The problem with rights
Is that they have to be defended
The Enlightenment of the 17th and 18th centuries featured various assertions of natural rights. John Locke listed the holy trinity of life, liberty and property. Thomas Jefferson tweaked Locke to yield life, liberty and the pursuit of happiness. French revolutionaries preferred the formulation as liberty, equality and fraternity.
Not everyone agreed that these rights existed. King George III of Britain disputed Jefferson, and Louis XVI of France lost his head to the revolutionaries there.
The American and French revolutions reveal a fundamental problem with rights. For all Jefferson's effort to describe them as self-evident, they aren't. Or at least they weren't. They had to be defended with arguments and ultimately with arms. Some attitudes change over time, and it's probably the case that the idea of human equality is less controversial today than in Jefferson's time. But there is much evidence that a great many people around the world don't consider everyone else as their equals. The presumption of liberty is hardly less contested. Authoritarian states govern a substantial portion of the planet's population. As for a right to life, a quarter of the world's countries, including the United States, practice capital punishment.
The problem of defending rights takes another form. If you believe that everyone on earth has a right to equality, say, you might well feel a moral obligation to defend that right when it is violated. You might feel obliged to intervene in the domestic affairs of violating countries. Even if you don't feel the moral obligation, you might be tempted to express such an obligation as cover for intervention for less noble purposes. And if you cite morality to justify meddling in other people's affairs, you undercut your own ability to object to other people's citing morality to meddle in yours.
An alternative formulation is less troublesome—and less presumptuous. Treat things like property arrangements not as rights but as conventions. Some societies emphasize private ownership. Other societies prefer communal ownership. Defer to each society to choose its own formulation. Feel free to promote the benefits of yours, but do so by words and especially by example. If private property makes your society prosperous while communal property causes other societies to languish, your example will catch on. If the death penalty reduces the murder rate in your country compared with other countries, the death penalty will catch on. If it doesn't, maybe you should take the lesson of other countries.

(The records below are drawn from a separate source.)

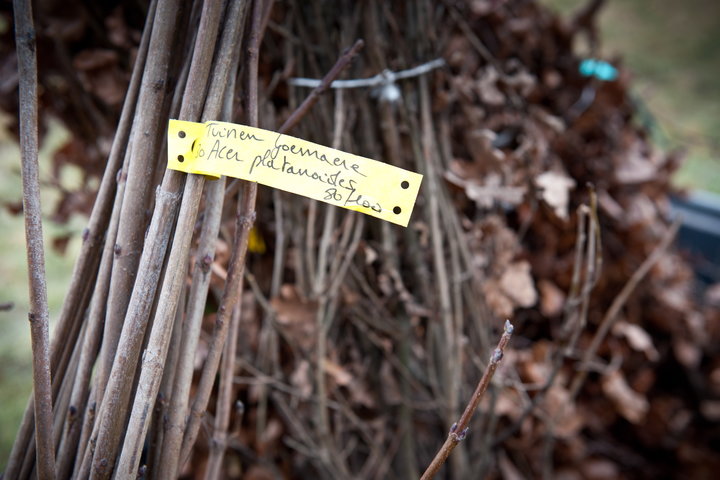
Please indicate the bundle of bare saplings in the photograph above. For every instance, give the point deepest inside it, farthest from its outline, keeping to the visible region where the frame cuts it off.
(221, 329)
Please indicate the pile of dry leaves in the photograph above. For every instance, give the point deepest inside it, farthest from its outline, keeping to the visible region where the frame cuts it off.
(543, 201)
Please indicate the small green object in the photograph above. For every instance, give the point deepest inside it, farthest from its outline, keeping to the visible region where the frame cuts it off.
(600, 69)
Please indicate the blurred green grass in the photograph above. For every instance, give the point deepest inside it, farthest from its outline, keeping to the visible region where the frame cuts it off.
(673, 51)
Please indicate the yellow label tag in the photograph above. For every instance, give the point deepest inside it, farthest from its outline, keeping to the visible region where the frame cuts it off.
(294, 165)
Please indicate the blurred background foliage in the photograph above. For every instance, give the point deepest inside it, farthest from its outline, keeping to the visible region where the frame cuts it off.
(672, 50)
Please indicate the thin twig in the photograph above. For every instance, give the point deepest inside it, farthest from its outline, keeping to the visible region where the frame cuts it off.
(154, 357)
(221, 93)
(459, 430)
(39, 314)
(244, 221)
(612, 314)
(148, 128)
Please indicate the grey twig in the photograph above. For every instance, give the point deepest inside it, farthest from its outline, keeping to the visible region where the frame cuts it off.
(382, 78)
(39, 315)
(460, 429)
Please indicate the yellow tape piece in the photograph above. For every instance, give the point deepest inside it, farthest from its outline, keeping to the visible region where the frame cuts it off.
(294, 165)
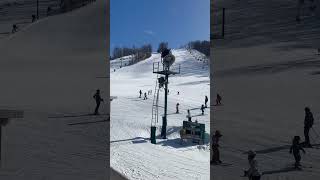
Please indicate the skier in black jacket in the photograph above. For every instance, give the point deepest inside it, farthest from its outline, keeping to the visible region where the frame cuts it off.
(308, 122)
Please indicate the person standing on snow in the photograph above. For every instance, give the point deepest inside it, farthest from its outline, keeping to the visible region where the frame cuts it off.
(253, 172)
(14, 28)
(206, 101)
(295, 149)
(145, 96)
(215, 148)
(202, 109)
(218, 100)
(308, 122)
(98, 99)
(189, 116)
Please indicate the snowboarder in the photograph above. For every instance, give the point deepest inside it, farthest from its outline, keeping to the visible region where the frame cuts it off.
(206, 101)
(189, 115)
(218, 100)
(308, 122)
(14, 28)
(215, 148)
(295, 149)
(202, 109)
(253, 172)
(33, 17)
(98, 99)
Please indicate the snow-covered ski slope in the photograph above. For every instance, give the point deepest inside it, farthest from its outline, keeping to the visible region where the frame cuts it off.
(51, 70)
(132, 154)
(267, 71)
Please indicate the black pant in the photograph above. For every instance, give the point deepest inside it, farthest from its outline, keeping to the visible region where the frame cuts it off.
(255, 178)
(306, 135)
(96, 111)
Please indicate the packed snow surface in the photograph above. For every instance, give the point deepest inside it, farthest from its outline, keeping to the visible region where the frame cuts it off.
(50, 70)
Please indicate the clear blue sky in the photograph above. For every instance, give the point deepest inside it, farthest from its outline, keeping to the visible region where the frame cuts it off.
(136, 22)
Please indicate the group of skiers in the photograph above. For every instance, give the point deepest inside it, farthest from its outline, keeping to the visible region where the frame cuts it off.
(145, 97)
(253, 172)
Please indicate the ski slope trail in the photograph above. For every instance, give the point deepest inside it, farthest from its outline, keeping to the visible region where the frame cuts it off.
(49, 70)
(266, 74)
(131, 152)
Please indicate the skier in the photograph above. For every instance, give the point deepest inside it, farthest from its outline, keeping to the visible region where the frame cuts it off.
(98, 99)
(215, 148)
(189, 115)
(299, 6)
(48, 10)
(33, 18)
(308, 122)
(295, 149)
(14, 28)
(253, 172)
(218, 100)
(202, 109)
(206, 101)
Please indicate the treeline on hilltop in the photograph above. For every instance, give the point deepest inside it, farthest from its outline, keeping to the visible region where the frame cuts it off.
(138, 53)
(201, 46)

This advice won't sit well with certain people. It's intoxicating to think that one's values are the values of the universe or of God. To hear that values are mere social constructs can be disconcerting, even threatening. Over the course of history, people have been burned at the stake for less. The burners felt a rush of righteousness.

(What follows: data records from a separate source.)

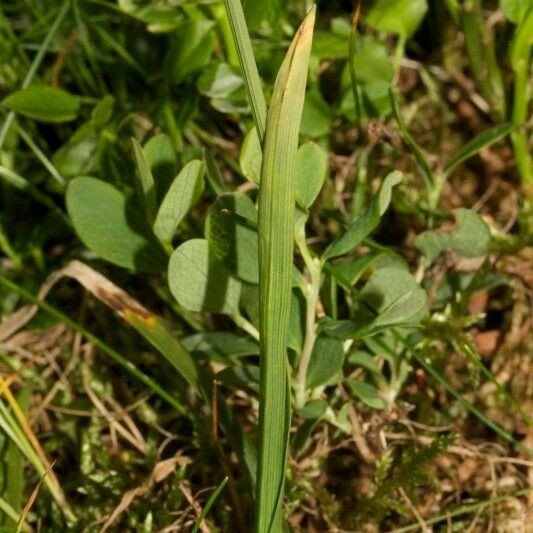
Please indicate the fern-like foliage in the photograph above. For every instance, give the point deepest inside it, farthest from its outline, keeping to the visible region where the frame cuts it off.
(408, 472)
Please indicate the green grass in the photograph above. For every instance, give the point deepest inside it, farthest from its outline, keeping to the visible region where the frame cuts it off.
(275, 257)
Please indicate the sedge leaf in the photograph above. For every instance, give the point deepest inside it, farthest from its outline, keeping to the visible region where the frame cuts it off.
(276, 236)
(367, 221)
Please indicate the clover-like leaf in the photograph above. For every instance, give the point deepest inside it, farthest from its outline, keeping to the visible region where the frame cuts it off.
(112, 226)
(471, 237)
(180, 198)
(367, 221)
(230, 237)
(199, 282)
(401, 17)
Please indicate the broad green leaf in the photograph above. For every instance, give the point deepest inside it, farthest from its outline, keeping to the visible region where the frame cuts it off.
(311, 169)
(326, 362)
(401, 17)
(391, 298)
(162, 160)
(230, 238)
(395, 295)
(199, 282)
(112, 226)
(276, 242)
(180, 198)
(191, 49)
(471, 237)
(367, 393)
(367, 222)
(515, 10)
(43, 103)
(251, 156)
(144, 183)
(475, 145)
(224, 86)
(313, 409)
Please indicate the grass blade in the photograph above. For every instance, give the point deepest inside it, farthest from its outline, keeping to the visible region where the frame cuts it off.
(245, 50)
(475, 145)
(276, 239)
(209, 504)
(427, 175)
(35, 65)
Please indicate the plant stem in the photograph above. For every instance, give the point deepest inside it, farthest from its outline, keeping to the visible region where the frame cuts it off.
(245, 325)
(314, 268)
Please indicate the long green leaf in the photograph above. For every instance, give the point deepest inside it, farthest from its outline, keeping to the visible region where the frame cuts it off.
(246, 59)
(35, 65)
(427, 175)
(475, 145)
(367, 221)
(276, 228)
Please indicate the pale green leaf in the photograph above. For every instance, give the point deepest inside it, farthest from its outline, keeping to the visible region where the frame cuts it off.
(180, 198)
(311, 169)
(199, 282)
(326, 362)
(162, 160)
(232, 240)
(43, 103)
(471, 237)
(475, 145)
(367, 393)
(276, 240)
(401, 17)
(144, 183)
(367, 222)
(251, 156)
(112, 226)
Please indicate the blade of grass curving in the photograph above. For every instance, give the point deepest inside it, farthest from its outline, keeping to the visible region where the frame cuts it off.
(245, 50)
(113, 354)
(427, 175)
(276, 240)
(463, 346)
(343, 282)
(475, 145)
(209, 504)
(23, 184)
(35, 65)
(151, 328)
(353, 71)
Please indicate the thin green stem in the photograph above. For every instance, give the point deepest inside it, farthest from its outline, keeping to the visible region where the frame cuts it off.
(35, 65)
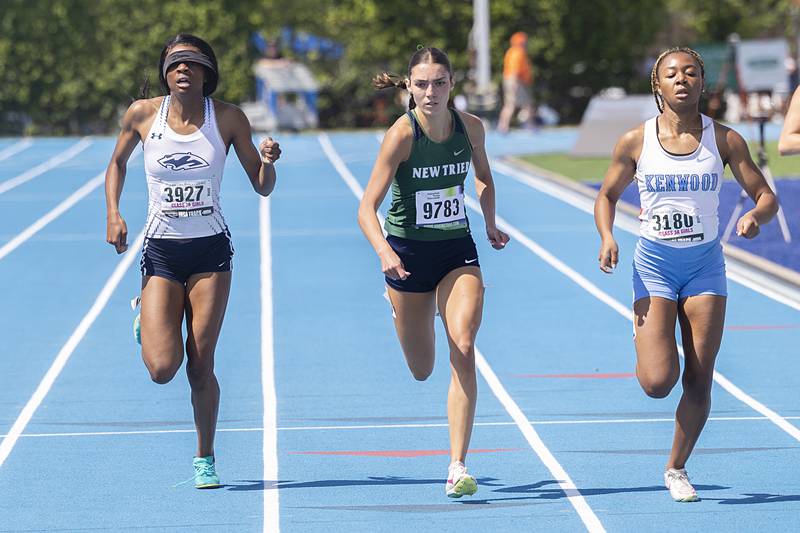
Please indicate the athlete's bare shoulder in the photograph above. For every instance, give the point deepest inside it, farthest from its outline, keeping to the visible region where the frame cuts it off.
(401, 127)
(469, 119)
(141, 114)
(474, 125)
(399, 138)
(141, 110)
(225, 110)
(630, 143)
(728, 141)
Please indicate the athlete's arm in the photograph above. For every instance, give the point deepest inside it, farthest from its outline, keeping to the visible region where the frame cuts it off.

If you really think your way is the only way, you ought to get out more. Over the course of history and around the world, people as smart and moral as we are have worshiped different gods, adhered to different values, and created successful societies while doing so. China, India and Egypt have been at the civilization game a lot longer than we have. Their notions of rights seem to have served them well. America, at a quarter millennium, isn't a tenth as old as they are. Maybe we should wait a bit before preaching to them.

"It's intoxicating to think that one's values are the values of the universe or of God. To hear that values are mere social constructs can be disconcerting, even threatening. Over the course of history, people have been burned at the stake for less. The burners felt a rush of righteousness.
If you really think your way is the only way, you ought to get out more."--A Brandsism worth remembering.
Maybe, just maybe, “preaching” could be a part of the problem and shouldn’t be considered a part of the solution.